Who is Intuitive Surgical? The numbers tell an amazing story. Learn more about our company.

Joining Intuitive Surgical means joining a team dedicated to using technology to benefit patients by improving surgical efficacy and decreasing surgical invasiveness, with patient safety as our highest priority.

Why us?

If you want to use your Product Lifecycle Management (PLM), label design, and requirements/qualification systems skills to create technical documents about a product that really matters, as in a life changing and life-enhancing innovation, then this is your opportunity. We are the company behind the da Vinci® Surgical Systems. This elegant, robotic assist tour de force enables skilled surgeons to provide a precise, minimally invasive alternative to open (large incision) surgery. This is the first and only surgical system approved by the FDA for soft tissue surgery. Our surgical systems have touched the lives of more than 3 million people worldwide. 

Why this Opportunity?

Want to actually touch the products you will create compliant labeling for and directly work with the engineers who are developing our next innovation? Want to influence labeling standards? Want to help implement improved tools and processes? Love mechanical products, robotics, or medical devices? Then this may be the opportunity for you. 
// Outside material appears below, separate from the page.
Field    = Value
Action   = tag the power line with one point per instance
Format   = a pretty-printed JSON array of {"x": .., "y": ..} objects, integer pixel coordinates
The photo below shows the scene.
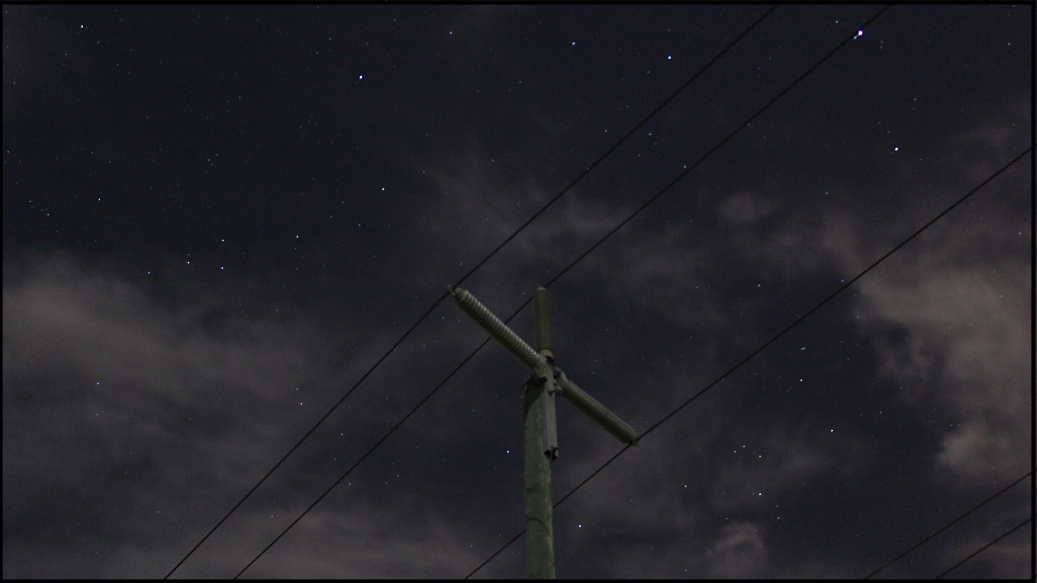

In this role, you will have the opportunity to be part of a growing and changing technical publications and global labeling department. You will be part of the influence over standards, guidelines, publication/labeling strategies, and documentation process improvements. Your voice will matter and your expertise will be appreciated.

Why you?

We’re looking for a Design Engineering Label Specialist who is passionate about helping create traceable, compliant, and standardized labels for sustaining and new product teams. Having a great eye for layout, a mechanical mind, and the ability to work as part of a group, will be of great value. Knowing technical illustration is helpful and product lifecycle/label design/configuration management/enterprise resource systems knowledge is even better. If you have created in-depth processes and labels for medical devices or mechanical products, you may be a great fit for this role.

Primary Functions of Position:

Translate requirements, attributes, and UDI/GTIN structure into labels for medical device robotic assistance systems and instruments. Manage qualification protocols, reports, and trace requirements for closure of labeling projects. Work with engineers to develop appropriate labels and content that is easy to roll out to manufacturing and complaint to all FDA and regional regulatory guidelines.

Roles and Responsibilities:

• Work with subject matter experts (SMEs) to research and develop content for system and instrument labels
• Design and edit printed and laser marked labels using integrated label design system
• Conduct qualification and verification of attributes, images, and translation tables
• Own operating procedure and work instruction updates
• Work with regulatory experts on US FDA and regional regulatory agency submission deadlines and requirements
• Complete documentation control steps to release final labels. This includes Engineering Change Order (ECO) work inside the change control system.
• Collaborate with department team members and with engineering, training, service, legal, and others to develop label content

Skill/Job Requirements: 

• 2-4 years PLM, New Product Introduction (NPI), label design software, or configuration management experience required
• Bachelor’s degree in engineering, scientific discipline, or equivalent preferred
• Excellent collaboration and communication skills required
• Understanding of mechanical concepts and complex robotic mechanical devices preferred
• Previous experiences with medical devices and an FDA regulated environment preferred
• Project management experience preferred

We are an AA/EEO/Veterans/Disabled employer.
We will consider for employment qualified applicants with arrest and conviction records in accordance with fair chance laws.